His research was being done on identical twins, separated at birth. How many thousands of identical twins separated at birth could there be? I can’t imagine his test group is legion. Anyway, that’s something to think about.
Wouldn’t it be nice to be able to blame something else on our parents?
The editors of Volume III of “Public Women, Public Words,” Keetley and Pettegrew, have another idea about the factors that contribute to our deepest beliefs. They write in the introduction to the book: “One’s politics are determined by and, ultimately, confined to what one opposes; [one’s belief system] is defined in other words, in the negative” – by what we’re against, not what we’re for.

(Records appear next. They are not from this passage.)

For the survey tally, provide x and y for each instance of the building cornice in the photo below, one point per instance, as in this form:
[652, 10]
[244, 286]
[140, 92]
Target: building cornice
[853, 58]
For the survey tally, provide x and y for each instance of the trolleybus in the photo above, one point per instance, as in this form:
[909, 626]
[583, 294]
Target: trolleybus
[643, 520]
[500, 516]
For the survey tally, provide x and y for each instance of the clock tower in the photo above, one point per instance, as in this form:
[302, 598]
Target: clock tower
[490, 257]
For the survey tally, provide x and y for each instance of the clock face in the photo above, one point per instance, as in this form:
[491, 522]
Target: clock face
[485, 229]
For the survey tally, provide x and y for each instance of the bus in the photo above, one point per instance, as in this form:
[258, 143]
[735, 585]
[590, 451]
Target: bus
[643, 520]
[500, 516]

Okay, this is getting deep, but I can’t help my mind’s twists and turns. I’m curious about how and why I’ve arrived at my political, social and religious beliefs. So where am I going with this?
Just here.
No matter which way this election goes, no matter what our theology is, no matter what we believe about social and philosophical matters, we’re going to have friends and family who are just as ardent on the other side of the fence. Does this mean somebody’s good and somebody’s bad? Does this mean somebody’s going to heaven and somebody’s going to … umm … a warmer locale? Does this mean we have to hate and demonize one another? Does this mean we can’t discuss issues without blowing up at each other with, yes, sometimes permanent alienation?
No, no, no and no.
Eric Hoffer, sociologist and writer, maintained that “the capacity for getting along with our neighbor depends to a large extent on the capacity for getting along with ourselves.” We’re quite tolerant usually of our own shortcomings and “quirks”; shouldn’t we extend that same courtesy to others? Is this not what we must do to attempt to promote civilized discourse in this “bewildering and complex” world?

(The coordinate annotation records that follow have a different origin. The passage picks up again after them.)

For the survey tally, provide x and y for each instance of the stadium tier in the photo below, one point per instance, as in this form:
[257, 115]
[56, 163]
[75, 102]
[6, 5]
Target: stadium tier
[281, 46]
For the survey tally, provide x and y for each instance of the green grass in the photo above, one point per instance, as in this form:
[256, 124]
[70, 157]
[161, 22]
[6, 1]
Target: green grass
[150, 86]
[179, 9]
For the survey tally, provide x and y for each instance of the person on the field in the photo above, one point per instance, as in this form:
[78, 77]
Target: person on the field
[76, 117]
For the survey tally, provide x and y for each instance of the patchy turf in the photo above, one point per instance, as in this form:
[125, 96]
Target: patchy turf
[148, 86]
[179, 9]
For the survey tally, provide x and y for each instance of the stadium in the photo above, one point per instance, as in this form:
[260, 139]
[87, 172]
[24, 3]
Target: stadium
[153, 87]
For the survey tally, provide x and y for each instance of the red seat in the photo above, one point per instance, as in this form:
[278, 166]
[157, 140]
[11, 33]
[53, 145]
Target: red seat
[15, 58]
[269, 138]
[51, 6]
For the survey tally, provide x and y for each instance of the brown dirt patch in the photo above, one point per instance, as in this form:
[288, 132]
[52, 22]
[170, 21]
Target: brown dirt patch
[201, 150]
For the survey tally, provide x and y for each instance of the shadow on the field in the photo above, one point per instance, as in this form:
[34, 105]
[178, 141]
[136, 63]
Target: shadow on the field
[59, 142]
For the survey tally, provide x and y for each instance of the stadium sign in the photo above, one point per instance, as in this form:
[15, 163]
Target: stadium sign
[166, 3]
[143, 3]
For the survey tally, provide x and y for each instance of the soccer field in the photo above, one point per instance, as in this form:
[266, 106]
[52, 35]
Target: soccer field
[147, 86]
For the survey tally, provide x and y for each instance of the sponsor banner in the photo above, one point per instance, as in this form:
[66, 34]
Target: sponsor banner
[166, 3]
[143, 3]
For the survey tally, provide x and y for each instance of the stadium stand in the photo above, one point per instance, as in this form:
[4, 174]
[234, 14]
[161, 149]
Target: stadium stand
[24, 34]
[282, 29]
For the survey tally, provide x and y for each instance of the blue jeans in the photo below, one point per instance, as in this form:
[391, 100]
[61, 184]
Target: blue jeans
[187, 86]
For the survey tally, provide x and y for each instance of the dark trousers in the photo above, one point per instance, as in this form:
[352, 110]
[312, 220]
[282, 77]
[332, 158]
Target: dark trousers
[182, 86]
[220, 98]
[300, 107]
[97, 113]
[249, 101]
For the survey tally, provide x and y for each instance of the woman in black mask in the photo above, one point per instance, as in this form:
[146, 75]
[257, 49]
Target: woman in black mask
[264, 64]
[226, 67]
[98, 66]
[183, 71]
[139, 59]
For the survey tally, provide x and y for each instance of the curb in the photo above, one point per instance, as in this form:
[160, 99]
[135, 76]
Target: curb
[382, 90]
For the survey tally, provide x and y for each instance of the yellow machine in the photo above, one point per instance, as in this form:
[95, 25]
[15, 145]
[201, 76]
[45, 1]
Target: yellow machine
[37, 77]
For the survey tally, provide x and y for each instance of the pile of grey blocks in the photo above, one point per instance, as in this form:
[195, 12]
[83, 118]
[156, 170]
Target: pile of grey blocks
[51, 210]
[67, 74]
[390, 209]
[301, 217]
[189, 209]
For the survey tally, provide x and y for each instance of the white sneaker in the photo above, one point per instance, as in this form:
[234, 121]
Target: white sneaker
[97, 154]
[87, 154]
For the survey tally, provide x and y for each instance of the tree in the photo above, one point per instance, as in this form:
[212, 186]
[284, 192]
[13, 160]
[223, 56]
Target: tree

“There is so much good in the worst of us, and so much bad in the best of us,” wrote Robert Louis Stevenson, “that it behooves all of us not to talk about the rest of us.”

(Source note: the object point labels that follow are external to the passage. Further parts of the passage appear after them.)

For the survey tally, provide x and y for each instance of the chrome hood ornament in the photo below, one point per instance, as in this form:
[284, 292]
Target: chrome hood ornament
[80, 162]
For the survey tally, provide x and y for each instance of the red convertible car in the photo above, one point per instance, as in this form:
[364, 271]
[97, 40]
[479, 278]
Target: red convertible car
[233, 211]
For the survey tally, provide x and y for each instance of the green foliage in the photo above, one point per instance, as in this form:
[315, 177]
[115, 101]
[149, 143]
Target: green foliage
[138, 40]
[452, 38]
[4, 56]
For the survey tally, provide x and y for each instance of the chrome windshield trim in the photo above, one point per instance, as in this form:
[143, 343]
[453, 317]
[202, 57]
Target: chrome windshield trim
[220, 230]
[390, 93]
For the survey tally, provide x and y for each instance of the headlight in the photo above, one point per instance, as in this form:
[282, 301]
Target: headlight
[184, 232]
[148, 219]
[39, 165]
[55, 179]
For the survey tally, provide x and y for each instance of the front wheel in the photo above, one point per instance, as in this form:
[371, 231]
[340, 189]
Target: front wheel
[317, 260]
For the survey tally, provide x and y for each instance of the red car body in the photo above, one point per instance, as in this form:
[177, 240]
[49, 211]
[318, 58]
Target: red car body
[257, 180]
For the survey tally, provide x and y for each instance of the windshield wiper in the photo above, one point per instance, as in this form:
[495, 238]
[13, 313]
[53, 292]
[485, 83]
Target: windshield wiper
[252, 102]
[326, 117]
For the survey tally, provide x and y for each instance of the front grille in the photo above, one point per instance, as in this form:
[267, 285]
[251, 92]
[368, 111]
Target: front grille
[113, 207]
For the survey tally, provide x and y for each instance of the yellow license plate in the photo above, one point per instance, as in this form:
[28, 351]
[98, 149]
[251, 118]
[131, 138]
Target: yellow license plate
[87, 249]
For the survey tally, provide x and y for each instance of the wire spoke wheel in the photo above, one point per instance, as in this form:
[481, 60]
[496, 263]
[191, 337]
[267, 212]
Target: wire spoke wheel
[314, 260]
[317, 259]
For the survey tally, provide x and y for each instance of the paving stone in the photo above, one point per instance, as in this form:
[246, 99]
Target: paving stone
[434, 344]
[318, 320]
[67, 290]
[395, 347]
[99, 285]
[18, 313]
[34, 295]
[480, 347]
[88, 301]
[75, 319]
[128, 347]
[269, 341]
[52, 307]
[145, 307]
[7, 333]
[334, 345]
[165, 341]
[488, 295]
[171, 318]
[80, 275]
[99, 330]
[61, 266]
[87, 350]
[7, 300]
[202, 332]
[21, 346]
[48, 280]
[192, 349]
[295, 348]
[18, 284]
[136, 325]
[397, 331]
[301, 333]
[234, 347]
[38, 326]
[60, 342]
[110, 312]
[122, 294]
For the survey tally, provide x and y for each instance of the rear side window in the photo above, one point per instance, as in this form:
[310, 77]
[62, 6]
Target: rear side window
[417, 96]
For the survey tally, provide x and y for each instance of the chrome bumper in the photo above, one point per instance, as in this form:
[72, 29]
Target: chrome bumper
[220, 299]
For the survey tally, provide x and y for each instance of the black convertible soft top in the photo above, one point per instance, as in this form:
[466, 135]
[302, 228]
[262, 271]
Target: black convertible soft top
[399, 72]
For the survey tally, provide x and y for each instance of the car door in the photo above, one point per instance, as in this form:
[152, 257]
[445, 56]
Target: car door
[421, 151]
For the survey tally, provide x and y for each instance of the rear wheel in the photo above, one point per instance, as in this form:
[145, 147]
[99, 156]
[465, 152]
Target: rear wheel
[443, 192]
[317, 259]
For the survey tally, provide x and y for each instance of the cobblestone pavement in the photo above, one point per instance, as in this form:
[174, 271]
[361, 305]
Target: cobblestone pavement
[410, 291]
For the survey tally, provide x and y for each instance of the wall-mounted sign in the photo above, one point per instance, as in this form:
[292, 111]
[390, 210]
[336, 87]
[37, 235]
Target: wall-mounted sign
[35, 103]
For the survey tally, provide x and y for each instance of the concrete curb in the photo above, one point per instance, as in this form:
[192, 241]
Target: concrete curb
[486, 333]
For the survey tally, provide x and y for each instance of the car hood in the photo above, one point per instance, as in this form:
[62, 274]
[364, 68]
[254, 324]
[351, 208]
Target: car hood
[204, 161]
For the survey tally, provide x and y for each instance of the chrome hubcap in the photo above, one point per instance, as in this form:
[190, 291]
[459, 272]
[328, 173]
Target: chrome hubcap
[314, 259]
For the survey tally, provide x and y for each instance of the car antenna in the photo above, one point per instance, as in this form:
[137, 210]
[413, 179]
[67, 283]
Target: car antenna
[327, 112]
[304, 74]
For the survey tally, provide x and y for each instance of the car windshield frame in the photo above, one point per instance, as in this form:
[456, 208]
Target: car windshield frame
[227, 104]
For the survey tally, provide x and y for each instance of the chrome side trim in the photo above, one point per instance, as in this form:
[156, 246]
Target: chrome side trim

Besides, it’s probably our mamas’ and daddies’ fault."
Labels: Mississippi, personal
3 Comments:
Just what I needed this morning. #1: I know where you get your writing skills Will :) awesome mom. #2: My mom is a writer too, with a novel under her belt, who tries as she might to make others understand this same notion and the responses to her are full of hate. so sad. Follow up to #2: why I stay away from forums. touchy. #3: We always have to look at our own shortcomings before looking at others. It should be our moral compass. #4: No matter what happens in this election. Respect for the men and women who have worked this hard to get to this place should be our number one thought. #5: No man or woman isn't fueled by love or hatred, but it's the positive support (be it love or "respect") that steers their course in the better direction. Look at our children. I can't wait to be in Oxford....... you should be so proud!!! deb :)
Thanks, Will, and thanks, Deb. I'm really, really flattered. Much love, Mom :)
Wow, I am blown away constantly by your imagery, but this post really got me!
Thanks for sharing your thoughts, I couldn't be more on the same page if I were standing next to you, typing on the same keyboard as you wrote this.
I think we all tend to get lost in the hype and drama that surrounds these elections.
We forget that we are all human, we come from the same place, we share the same life time on this planet. We are indeed a lot more a like than we are different.
What gets me, is that often times people will hold on so tightly to their beliefs and their need to be right because with out that they think they would loose a part of themselves.